(Clicking any of the underlined text in blue will take you to a reference on it.)
Every five years Congress passes a farm bill, but the current one expires September 30, 2012, and Congress has not been able to agree on a replacement despite much debate and conflicting proposals in the House and Senate. Federal farm policy for too long has been skewed towards subsidizing large industrial farms, and recent poor crops have stimulated agribusiness lobbyists to press for more crop insurance designed to shift crop-failure risks, aggravated by climate change, to taxpayers. Regrettably none of the proposed legislation does much to reduce consumption of farmers’ key asset, fertile soil.
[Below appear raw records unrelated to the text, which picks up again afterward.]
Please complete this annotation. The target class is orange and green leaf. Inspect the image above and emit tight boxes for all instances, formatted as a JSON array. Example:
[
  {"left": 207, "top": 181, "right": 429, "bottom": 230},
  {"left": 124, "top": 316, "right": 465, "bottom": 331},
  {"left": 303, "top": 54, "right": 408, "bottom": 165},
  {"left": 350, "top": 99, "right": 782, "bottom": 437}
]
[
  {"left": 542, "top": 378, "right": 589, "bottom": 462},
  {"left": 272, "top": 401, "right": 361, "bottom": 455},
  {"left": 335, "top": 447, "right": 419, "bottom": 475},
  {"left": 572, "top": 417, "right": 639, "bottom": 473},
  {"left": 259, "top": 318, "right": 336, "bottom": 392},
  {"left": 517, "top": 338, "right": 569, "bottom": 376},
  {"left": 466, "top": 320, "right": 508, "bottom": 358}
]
Farmers can protect long-term fertility of soil by reducing chemical fertilizers, which kill microorganisms which ventilate soil, using crop rotation, mixing crops instead of monocultures, and using compost and other measures which slow soil depletion and erosion while building healthier soil.
Industrial agriculture’s ability to produce huge amounts of food, using single-crop strategies, makes it excessively vulnerable to climate change. The diversified landscapes of organic agriculture, like corn planted in alternating rows with other crops, are kinder to the soil and more resistant to erosion. But federal farm subsidies increase with output, encouraging farmers to plant the most favored crops – corn, wheat, rice, soybeans and cotton – in intense, mechanized monocultures without paying enough attention to the land’s long-term health. In addition to encouraging unproductive over production, recently an academic study has found evidence which suggests U.S. farm policy is contributing to Americans swelling waistline – a problem this blog has emphasized previously in a variety of posts most recently in the context of the Nanny State.
As a national food security matter, federal policy needs to move away from past emphasis on industrial agriculture and to create more organic, more conservative, guidelines and supports for food and fiber producers. That won’t happen by September 30, but Congress could enact a short extension of the old law while directing the Department of Agriculture to define, in consultation with all farm interests, a strategy for moving the country towards long-term sustainable agriculture. The heat and drought losses in 2011 and 2012 remind us of the 1930s Dust Bowl, when America paid dearly for unsustainable farming practices. Let’s not do it again.